The Motley Fool Discussion Boards
Investing/Strategies / Retirement Investing
|Subject: Re: Buy years or buy stocks||Date: 9/14/2013 8:45 AM|
|Author: Rayvt||Number: 72818 of 76866|
The financial stability of a pension plan is always a concern and as I questioned earlier, the OP and other Colorado pension recipients should be well aware of its viability and what legislators can and can't do to it. One protection is that the state can't declare bankruptcy to get out of paying benefits. ...
However, pension benefits are protected in the constitution (I believe only 9 states do this).
Let me highlight the crucial part of what I said earlier: All the laws & state constitutional requirements mean nothing if/when the state has no money.
I recall reading a couple of years ago that California paid income tax refunds with VOUCHERS rather than cash.
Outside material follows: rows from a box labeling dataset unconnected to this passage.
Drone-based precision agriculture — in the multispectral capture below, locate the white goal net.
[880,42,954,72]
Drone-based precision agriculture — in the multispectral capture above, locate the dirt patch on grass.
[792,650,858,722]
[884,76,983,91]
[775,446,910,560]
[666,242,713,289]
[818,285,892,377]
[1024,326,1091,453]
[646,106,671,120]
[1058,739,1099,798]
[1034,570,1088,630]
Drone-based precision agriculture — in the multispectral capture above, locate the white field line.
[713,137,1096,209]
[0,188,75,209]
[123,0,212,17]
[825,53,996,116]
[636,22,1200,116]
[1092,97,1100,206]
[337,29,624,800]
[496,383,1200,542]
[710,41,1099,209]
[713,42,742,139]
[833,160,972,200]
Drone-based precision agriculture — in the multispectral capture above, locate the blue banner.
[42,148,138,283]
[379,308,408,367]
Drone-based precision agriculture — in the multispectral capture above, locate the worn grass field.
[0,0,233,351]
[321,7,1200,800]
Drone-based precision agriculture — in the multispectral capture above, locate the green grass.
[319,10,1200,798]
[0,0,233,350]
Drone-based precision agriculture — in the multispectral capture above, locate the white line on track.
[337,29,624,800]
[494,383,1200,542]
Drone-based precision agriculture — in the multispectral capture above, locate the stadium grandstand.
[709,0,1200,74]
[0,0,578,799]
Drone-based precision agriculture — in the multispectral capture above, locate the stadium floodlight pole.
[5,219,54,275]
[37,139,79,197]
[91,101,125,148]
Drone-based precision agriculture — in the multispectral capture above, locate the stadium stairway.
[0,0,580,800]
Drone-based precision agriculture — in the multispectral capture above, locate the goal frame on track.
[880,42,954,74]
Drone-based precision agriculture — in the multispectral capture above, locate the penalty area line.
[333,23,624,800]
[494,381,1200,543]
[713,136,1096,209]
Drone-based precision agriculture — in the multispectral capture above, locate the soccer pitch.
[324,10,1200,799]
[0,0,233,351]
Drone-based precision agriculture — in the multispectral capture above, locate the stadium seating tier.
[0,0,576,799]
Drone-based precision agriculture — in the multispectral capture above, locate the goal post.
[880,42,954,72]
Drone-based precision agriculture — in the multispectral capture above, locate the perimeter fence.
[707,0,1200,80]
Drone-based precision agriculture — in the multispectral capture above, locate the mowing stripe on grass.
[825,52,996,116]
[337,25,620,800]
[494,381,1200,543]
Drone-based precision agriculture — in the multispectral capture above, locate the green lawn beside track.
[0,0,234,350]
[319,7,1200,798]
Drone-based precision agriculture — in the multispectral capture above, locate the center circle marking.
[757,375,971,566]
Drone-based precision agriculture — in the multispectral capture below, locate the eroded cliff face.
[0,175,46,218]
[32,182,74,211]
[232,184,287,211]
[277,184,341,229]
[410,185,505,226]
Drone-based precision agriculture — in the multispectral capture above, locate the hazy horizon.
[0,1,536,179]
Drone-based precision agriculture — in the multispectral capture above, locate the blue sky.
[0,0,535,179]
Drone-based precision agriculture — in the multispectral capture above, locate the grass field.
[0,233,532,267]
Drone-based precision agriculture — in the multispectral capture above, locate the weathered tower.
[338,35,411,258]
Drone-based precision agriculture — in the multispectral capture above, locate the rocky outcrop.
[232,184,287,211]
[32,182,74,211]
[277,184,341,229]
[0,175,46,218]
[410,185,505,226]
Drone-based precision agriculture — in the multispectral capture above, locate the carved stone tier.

They didn't declare bankrupcy but they didn't have the money, so they gave out Monopoly money.
FWIW, looking at it from the viewpoint of a citizen & taxpayer, I'd call "pension benefits are protected in the constitution" a scam perpetrated upon the citizens by the people who ran the government. I read it as, "I've got mine Jack, and you peasants just have to suck it up and pay me." And it can be nullified if/when the citizens get sufficiently motivated.
But aside from all that political stuff, it's vital to look at the issue from the risk & asset/income allocation viewpoint. Money in your own account titled in your own name is YOURS. Money that the government has promised that they'll give to you is NOT yours.
Buying years is not the same as buying an asset (stocks). You are giving them money in exchange for them promising that they'll give you a larger monthly check in the future after you retire.